The dangerous aftermath of violence on television

Sung Kang, Contributing Writer

As viewers in the twenty-first century, we are bombarded with violent videos and imagery every time we switch on the television. It is almost impossible to escape the images of explosions, war, and death that are so prevalent in today’s films and television shows.

Even looking at the daily news can make us believe that we are living in a terrifying time. Tragedies in Syria, Iran, Pakistan, Israel, Afghanistan, Somalia, and all over the world flood television screens, Facebook feeds, and daily newspapers. This never-ending flow of depressing news can be overwhelming, especially for young audiences.

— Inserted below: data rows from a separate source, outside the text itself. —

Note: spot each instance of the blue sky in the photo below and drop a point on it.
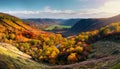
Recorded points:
(60, 8)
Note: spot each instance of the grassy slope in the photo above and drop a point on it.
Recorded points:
(60, 26)
(12, 58)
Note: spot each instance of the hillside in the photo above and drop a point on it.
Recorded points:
(91, 24)
(42, 46)
(44, 24)
(12, 58)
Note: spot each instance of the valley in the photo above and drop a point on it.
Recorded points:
(85, 43)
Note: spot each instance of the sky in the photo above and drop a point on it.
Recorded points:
(61, 8)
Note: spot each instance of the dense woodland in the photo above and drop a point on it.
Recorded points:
(49, 47)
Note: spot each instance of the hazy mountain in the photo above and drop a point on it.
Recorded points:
(91, 24)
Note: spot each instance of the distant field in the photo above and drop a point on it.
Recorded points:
(53, 27)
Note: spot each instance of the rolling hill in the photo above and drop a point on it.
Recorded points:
(44, 24)
(12, 58)
(91, 24)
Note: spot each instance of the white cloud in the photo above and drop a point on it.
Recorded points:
(110, 8)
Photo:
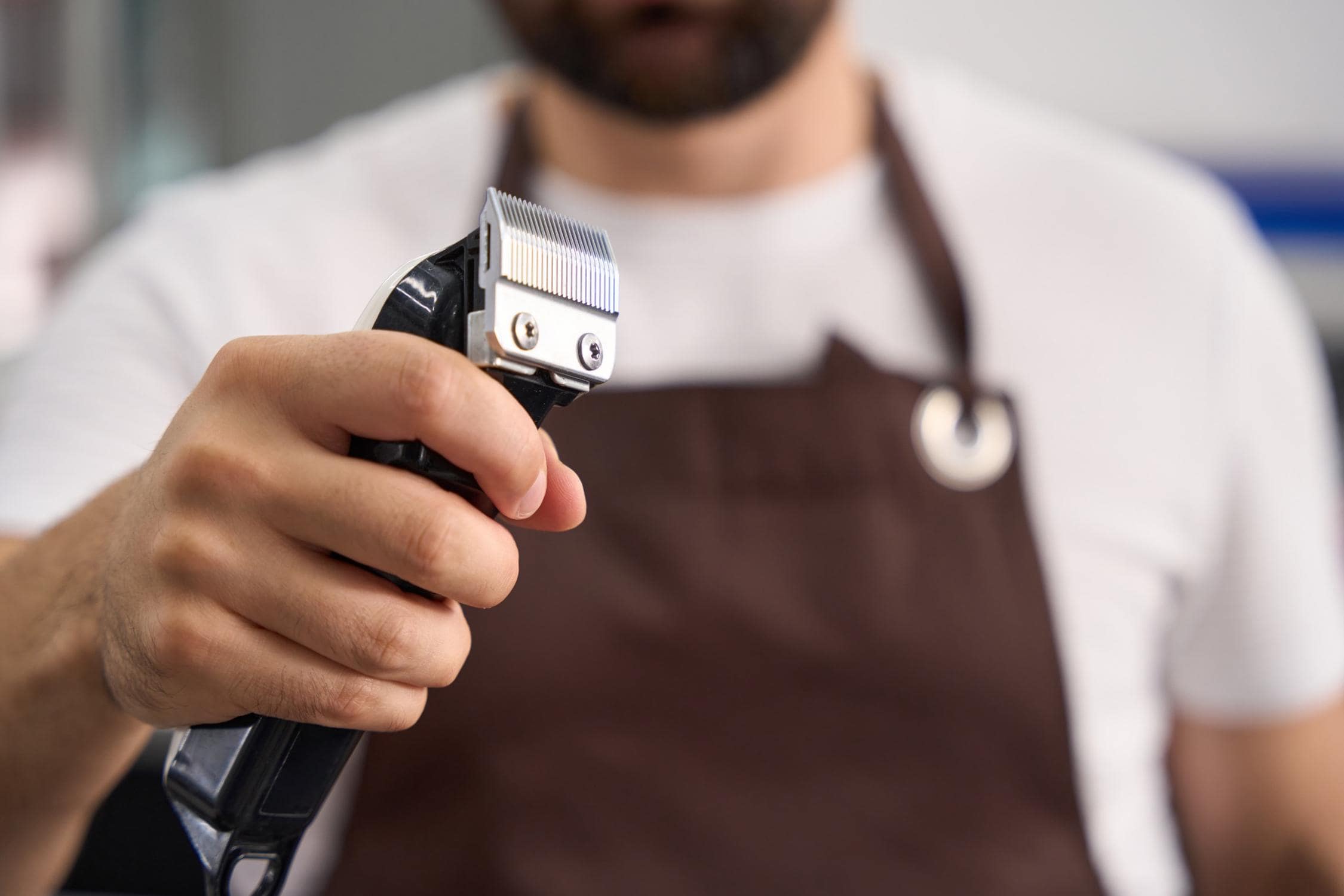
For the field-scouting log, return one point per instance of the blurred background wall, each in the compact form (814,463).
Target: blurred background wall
(146,92)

“Of course, it’s important for news agencies to accurately and effectively show us what’s going on around the world. However, when the news is constantly filled with violent events, images, and videos, and with the amount of time that children spend watching television on the rise, it can make children more accustomed to violent actions than we may like,” said senior Robert Rosso.

Popular T.V. shows such as Dexter and The Walking Dead feature much more violence than those of previous years. Similarly, a number of people criticize satirical shows like Family Guy and The Simpsons for their blunt mockery of politics and society.

“Even though the shows that tend to be more filled with violence are intended for adults, that doesn’t mean children can’t or won’t see them,” said junior Jennifer Short. “If we continue to introduce violence to younger generations, even inadvertently, we are ourselves granting a dangerous approval of violence.”

The subject of TV violence and its effect on children has become increasingly concerning, as many people claim that too much exposure to graphic imagery can cause children to become more hostile or anxious.

“Violence can influence young kid to act violently towards their friends. It really is an epidemic in our society,” said senior Emily Epstein.

Research from The Nielsen Company shows that on average, children ages 2-5 spend 32 hours a week in front of a TV watching television and kids ages 6-11 spend about 28 hours a week in front of the TV. Children who watch many hours a week of violent TV may become inured to violence and begin to see the world as a scary and unsafe place.

“Violence on television is more apparent and more graphic than it ever has been. It has become very desensitizing to the point where parents, understandably, don’t want their kids watching TV,” said senior Stefan Appel.

The Senate Committee on the Judiciary claims that an average American child will see 200,000 violent acts and 16,000 murders on TV by age 18. The American Academy of Pediatrics said, “Extensive research evidence indicates that media violence can contribute to aggressive behavior, desensitization to violence, nightmares, and fear of being harmed.” They also added that “watching violent shows is also linked with having less empathy toward others.”

Essentially, the problem of TV violence is a problem that modern society has created, and, unfortunately, continues to create. As younger generations become more accustomed to violence in general, the less they will see it as a problem in our country and across the globe. Of course, violence in film production and on the news is important, but it is also important that it not be senseless and unrestricted in magnitude. This is a problem that our society can monitor and perhaps fix in the years to come.